Mark: With the occasional exception of overnight patrols or training events, we saw each other pretty much every day since we lived at the contact stations. In Denali, however, our jobs were in separate areas of the park. In the summers, I would be stationed fifty five miles into the park at a remote ranger station/road camp, and Phyllis would be stationed year round at headquarters.
Obviously you saw RVs of all descriptions as Park Rangers, but what led you to getting your own truck and camper rig?
Mark: It started in 1993 when Phyllis and I were in Alaska crammed in our 1986 Mazda Pickup with a canopy.
We had just spent several days driving north from North Dakota and were parked in Haines, Alaska during a very drippy day. Next to us was a truck camper, and the people inside were drinking wine and playing cards in the warmth of their camper. That planted the seed.
“We don’t like campgrounds. If there’s a two track that’s good, we’re driving on it.”
Secondly, our neighbor in North Dakota had a Palomino truck camper. We would watch him leave on Friday night and come back refreshed on Sunday. That was something we needed to do.
After exploring Alaska in our little pickup, we returned home to Theodore Roosevelt National Park and purchased a Jayco pop-up truck camper, and a new Chevy 1500 pickup.
Phyllis: That was 1994. Prior to that I had been on wild land fires for six weeks and sleeping in a tent. I was so tired of sleeping on the ground.

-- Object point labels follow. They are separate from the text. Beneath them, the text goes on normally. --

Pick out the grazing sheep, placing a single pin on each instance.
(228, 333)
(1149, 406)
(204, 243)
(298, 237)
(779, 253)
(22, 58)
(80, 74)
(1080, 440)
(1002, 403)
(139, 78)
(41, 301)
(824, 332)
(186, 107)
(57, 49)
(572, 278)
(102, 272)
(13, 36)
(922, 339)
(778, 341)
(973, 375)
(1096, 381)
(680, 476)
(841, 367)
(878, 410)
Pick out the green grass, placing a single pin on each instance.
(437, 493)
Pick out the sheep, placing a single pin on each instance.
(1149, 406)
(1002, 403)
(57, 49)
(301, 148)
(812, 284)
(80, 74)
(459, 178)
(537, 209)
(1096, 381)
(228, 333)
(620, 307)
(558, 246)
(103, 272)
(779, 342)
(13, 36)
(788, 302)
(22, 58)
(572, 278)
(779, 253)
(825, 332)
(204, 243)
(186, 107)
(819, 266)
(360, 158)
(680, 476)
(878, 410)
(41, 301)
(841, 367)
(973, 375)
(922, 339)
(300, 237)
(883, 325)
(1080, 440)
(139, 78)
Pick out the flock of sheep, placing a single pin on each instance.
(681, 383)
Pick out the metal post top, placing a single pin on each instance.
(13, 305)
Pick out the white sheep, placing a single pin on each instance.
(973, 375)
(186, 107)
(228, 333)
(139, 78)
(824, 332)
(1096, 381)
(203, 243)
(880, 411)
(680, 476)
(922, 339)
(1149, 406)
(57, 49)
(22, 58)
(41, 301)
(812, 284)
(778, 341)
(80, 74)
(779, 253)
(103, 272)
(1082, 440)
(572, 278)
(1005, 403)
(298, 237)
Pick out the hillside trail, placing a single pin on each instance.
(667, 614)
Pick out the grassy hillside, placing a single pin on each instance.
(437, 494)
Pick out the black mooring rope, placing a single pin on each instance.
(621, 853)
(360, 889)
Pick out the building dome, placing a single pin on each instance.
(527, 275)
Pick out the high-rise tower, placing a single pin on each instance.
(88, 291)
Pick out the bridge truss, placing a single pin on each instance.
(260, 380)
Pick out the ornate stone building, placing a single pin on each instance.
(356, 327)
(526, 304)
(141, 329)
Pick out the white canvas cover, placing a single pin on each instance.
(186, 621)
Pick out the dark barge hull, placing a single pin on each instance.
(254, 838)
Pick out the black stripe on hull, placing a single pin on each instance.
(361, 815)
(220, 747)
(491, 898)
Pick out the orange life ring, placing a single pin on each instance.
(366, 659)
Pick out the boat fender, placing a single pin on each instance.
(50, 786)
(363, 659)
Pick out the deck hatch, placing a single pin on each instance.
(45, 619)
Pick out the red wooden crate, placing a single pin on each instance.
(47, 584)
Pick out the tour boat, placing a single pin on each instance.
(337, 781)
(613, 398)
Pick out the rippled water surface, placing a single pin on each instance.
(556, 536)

I said to Mark, “You can’t make me sleep in a tent again!”.
How did you end up with your current Bigfoot truck camper?
Mark: Twenty-two years of use on gnarly roads eventually racked the Jayco’s frame, so we had to do something else.
While working in Alaska, we saw a number of Bigfoot truck campers. It would be 20 below and we would see Bigfoots camping. We were very impressed that Bigfoots could camp in those temperatures.
After that we went to several RV shows and saw the fit, finish, and quality of construction of Bigfoot truck campers. We wanted a well-insulated and structurally strong camper that would allow us to travel on sketchy gravel roads.
Above: Crossing into the Northwest Territories on the Dempster Highway
Bigfoot’s two-piece fiberglass shell construction with radius corners eliminated stress points found on right angle campers. The 1-inch closed cell foam insulation would allow us to travel in the fall and even winter months.
Since we often camp in remote areas, power efficiency was also important. When we placed our order, we had a roof-mounted solar panel installed. We also ordered the LED package to reduce power consumption. We do not have air conditioning or a microwave since we rarely stay in campgrounds with hookups.
In 2016, we stopped at the Bigfoot factory in Armstrong, British Columbia and got a tour. It was wonderful to see how they are constructed and meet the people who build them. Grant Bilodeau, President of Bigfoot Industries, will answer your questions via email. He always gets back to me. That’s a nice personal touch.